Part 2This segment begins by
exploring at how Sparta and Athens fell out after the Persian Wars,
with a look at Athenian politics and society and how these contrasted
to Sparta’s. This is a refreshingly non-partisan treatment, not
hesitating to be equally critical of Athens. Women’s life in Sparta is
given much attention. Sparta comes off as considerably more
enlightened, by modern Western standards, than Athens. (Interesting
sidebar – in her remarks during a November 24, 2003, online chat with
Channel 4 (UK) viewers, narrator Bettany Hughes, when asked where she’d
have rather lived, Sparta or Athens, replied “Sparta. No doubt.”)

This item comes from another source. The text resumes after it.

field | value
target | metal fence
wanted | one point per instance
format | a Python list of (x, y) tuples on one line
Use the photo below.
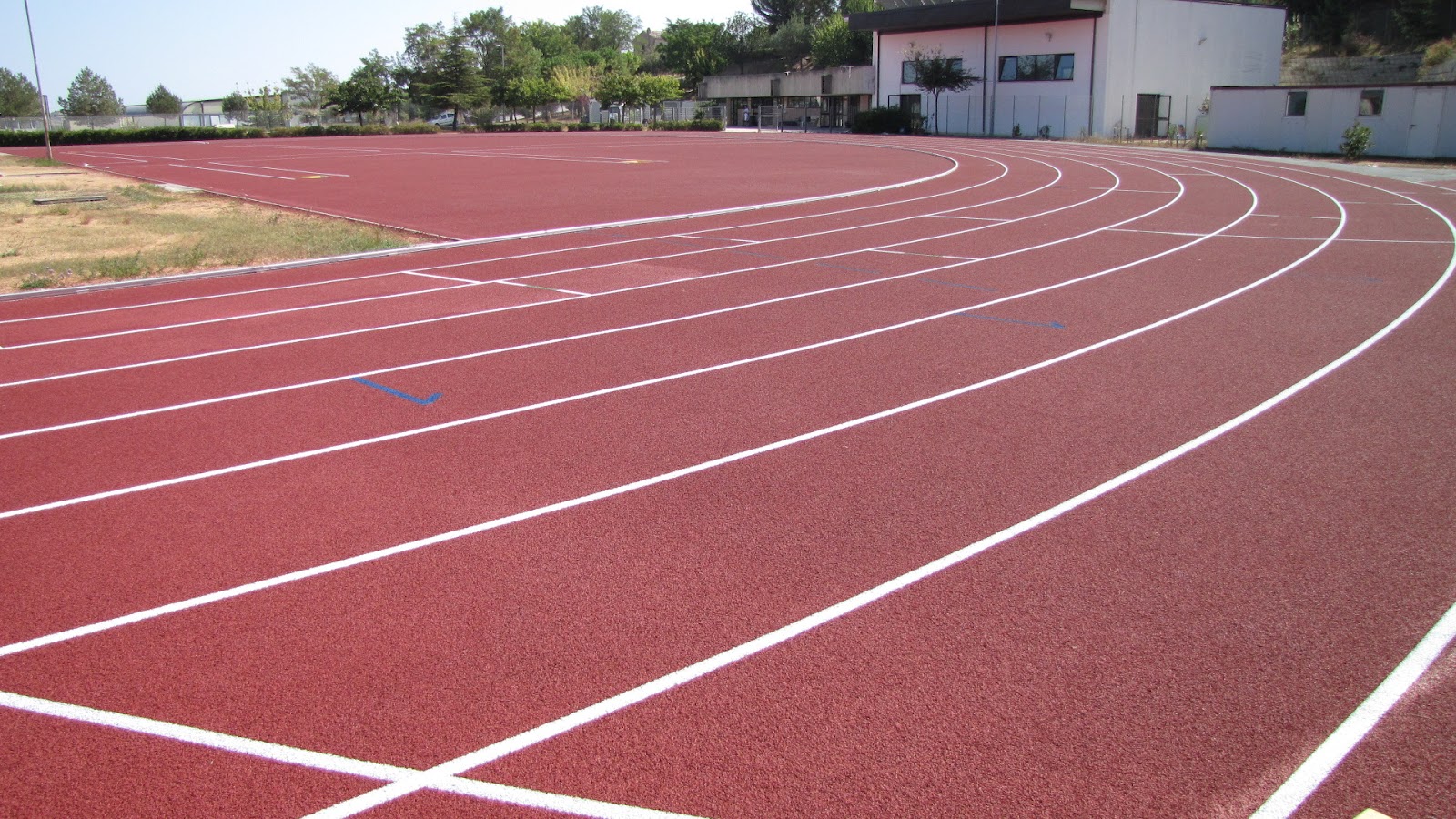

Hughes wryly notes how Spartan women were “objects of fear and
fascination” to non-Spartan men. The legacy of these “radical” Spartan
customs on later societies is discussed. Amusingly, whether by design
or not, Hughes wears a scarlet dress for much of this sequence – fit
garb for a Spartanette – and conducts her narration while striding
purposefully about the Laconian countryside or riding on horseback in
full exhibition of energetic Spartan vitality.
Lastly, the
Laconian earthquake of 465 or 464 BC and subsequent helot revolt is
noted and seen as the event that lit the sparks of conflict between
Greece’s two leading cities. The opening clashes of the Peloponnesian
War and the Spartan disaster at Sphacteria ends Part 2.
Part 3The
last section of the film opens at Delphi and takes a look at Greek
religion and Spartan attitudes toward the gods and oracles before
resuming the history of the Peloponnesian War. Alcibiades, the Syracuse
expedition, and Lysander are all examined, taking up half of Part 3.
Then the period of the Spartan Hegemony is briefly described, shaped by
the “crippled kingship” of Agesilaus and marked by power struggles
among Sparta’s ruling factions. Hughes notes the critical decline of
Spartan citizen manpower and the rise of Thebes as a rival. She takes
us to the battlefield of Leuctra, where Spartan military superiority
was broken in 371 BC. The remaining sequences very quickly sketch how
classical Sparta became a second-class power and finally a tourist
attraction for wealthy Romans. The show concludes with a summation of
Sparta’s influence on Western philosophy.
THE SPARTANS is a
standout documentary, wonderfully photographed and directed, and is
highly recommended as a visual overview of Spartan history.